Phil Baran was born in 1977 in Denville, New Jersey. He received his B.S. in chemistry from NYU in 1997, his Ph.D. The Scripps Research Institute in 2001, and from 2001-2003 he was an NIH-postdoctoral fellow at Harvard. His independent career began at Scripps in the summer of 2003. Phil has published over 220 scientific articles, several patents, and has been the recipient of several ACS awards such as the Corey (2015), Pure Chemistry (2010), Fresenius (2006), and Nobel Laureate Signature (2003), and several international distinctions such as the Hirata Gold Medal and Mukaiyama Prize (Japan), the RSC award in Synthesis (UK), the Sackler Prize (Israel), and the Janssen Prize (Belgium). In 2013 he was named a MacArthur Foundation Fellow, in 2015 he was elected to the American Academy of Arts and Sciences, in 2016 he was awarded the Blavatnik National Award, and in 2017, he was elected to the National Academy of Sciences, USA. He has delivered hundreds of lectures around the world and consults for numerous companies such as Bristol-Myers Squibb and Gilead.
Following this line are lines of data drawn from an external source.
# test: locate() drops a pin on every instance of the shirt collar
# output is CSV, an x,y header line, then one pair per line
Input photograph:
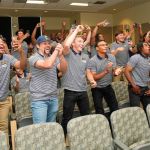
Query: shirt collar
x,y
76,52
42,55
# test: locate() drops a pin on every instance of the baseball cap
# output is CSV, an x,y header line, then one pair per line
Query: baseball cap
x,y
43,38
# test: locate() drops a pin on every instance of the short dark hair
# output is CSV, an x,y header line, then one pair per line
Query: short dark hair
x,y
98,42
140,46
119,32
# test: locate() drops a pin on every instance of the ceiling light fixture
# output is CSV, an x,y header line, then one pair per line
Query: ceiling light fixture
x,y
36,2
79,4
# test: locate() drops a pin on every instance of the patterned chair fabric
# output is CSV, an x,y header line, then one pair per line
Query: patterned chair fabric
x,y
22,105
3,141
46,136
121,91
148,113
130,126
89,132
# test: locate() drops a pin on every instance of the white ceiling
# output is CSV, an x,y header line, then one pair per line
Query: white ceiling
x,y
8,6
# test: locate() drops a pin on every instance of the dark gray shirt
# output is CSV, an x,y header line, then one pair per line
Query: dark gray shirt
x,y
43,83
23,84
122,57
6,61
141,69
75,77
98,64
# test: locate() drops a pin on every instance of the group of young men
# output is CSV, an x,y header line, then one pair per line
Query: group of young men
x,y
76,67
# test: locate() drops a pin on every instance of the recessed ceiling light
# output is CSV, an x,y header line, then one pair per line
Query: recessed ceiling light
x,y
36,2
45,11
79,4
16,10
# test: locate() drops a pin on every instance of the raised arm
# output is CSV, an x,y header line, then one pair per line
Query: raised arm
x,y
70,38
33,35
88,35
22,62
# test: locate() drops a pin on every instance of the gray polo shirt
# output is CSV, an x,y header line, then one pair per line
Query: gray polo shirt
x,y
141,69
98,64
23,84
122,57
5,62
43,83
75,77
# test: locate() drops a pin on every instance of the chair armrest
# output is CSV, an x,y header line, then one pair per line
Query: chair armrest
x,y
120,145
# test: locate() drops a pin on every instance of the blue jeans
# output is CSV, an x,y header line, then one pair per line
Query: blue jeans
x,y
44,110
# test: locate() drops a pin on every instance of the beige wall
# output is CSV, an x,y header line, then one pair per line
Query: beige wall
x,y
139,14
54,23
93,18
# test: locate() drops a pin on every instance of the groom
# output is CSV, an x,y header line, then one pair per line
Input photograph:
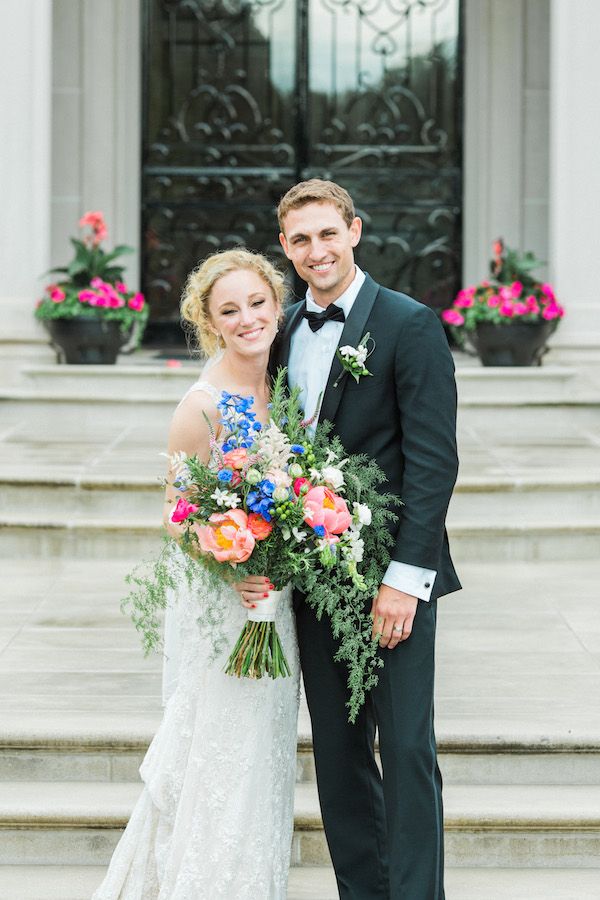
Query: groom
x,y
385,835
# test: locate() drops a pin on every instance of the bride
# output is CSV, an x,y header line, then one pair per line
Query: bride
x,y
215,817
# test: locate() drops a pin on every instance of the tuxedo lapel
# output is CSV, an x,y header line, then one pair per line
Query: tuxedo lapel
x,y
292,321
354,330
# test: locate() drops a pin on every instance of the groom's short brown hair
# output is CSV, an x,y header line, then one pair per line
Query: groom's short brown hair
x,y
317,191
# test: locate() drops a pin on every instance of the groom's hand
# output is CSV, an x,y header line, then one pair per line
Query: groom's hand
x,y
393,616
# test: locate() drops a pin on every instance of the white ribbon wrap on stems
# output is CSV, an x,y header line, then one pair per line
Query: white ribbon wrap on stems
x,y
265,608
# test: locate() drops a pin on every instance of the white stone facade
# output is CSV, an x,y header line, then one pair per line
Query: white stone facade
x,y
71,101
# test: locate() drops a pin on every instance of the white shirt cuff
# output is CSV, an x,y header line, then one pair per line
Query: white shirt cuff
x,y
410,579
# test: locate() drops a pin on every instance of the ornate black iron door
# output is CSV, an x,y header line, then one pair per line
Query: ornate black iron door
x,y
243,98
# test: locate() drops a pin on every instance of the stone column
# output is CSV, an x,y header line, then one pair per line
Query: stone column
x,y
25,92
575,174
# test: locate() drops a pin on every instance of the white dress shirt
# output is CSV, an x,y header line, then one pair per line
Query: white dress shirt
x,y
309,364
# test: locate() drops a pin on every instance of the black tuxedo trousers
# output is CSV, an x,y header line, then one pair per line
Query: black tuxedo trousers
x,y
386,834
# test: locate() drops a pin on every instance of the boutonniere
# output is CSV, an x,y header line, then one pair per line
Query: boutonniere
x,y
353,359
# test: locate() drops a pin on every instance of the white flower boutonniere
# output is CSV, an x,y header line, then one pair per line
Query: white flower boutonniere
x,y
353,359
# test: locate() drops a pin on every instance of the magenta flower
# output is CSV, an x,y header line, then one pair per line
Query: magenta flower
x,y
136,302
453,317
516,288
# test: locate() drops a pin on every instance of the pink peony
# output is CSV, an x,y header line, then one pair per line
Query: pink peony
x,y
228,537
516,288
182,510
323,507
57,295
453,317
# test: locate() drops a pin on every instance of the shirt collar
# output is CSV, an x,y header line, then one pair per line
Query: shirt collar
x,y
346,300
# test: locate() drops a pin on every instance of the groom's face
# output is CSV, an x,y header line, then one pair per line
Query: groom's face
x,y
320,245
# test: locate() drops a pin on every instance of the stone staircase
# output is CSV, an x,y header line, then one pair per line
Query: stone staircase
x,y
518,652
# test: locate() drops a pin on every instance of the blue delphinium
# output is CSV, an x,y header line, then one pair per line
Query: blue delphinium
x,y
260,500
238,420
He currently serves as a scientific advisory board member for Eisai, Alkermes, Nutcracker, Quanta and AsymChem. In 2016 he was appointed as an Associate Editor for the Journal of the American Chemical Society. He co-founded Sirenas Marine Discovery (2012), Vividion Therapeutics (2016), Elsie Biotechnologies (2021), and Elima Therapeutics (2022). In 2013 he co-authored The Portable Chemist’s Consultant, an interactive book published on the iBooks store along with his graduate class in Heterocyclic Chemistry (viewable on YouTube). The Baran laboratory is committed to identifying areas of chemical synthesis that can have a dramatic impact on the rate of drug discovery and development. This is achieved both through the development of practical total syntheses of complex natural products (such as terpenes, alkaloids, peptides, and oligonucleotides) and by inventing reactions which can dramatically simplify retrosynthesis. Outside of the lab, Phil enjoys spending time with his wife Ana and three young children (Lucia, Leah, and Manuel).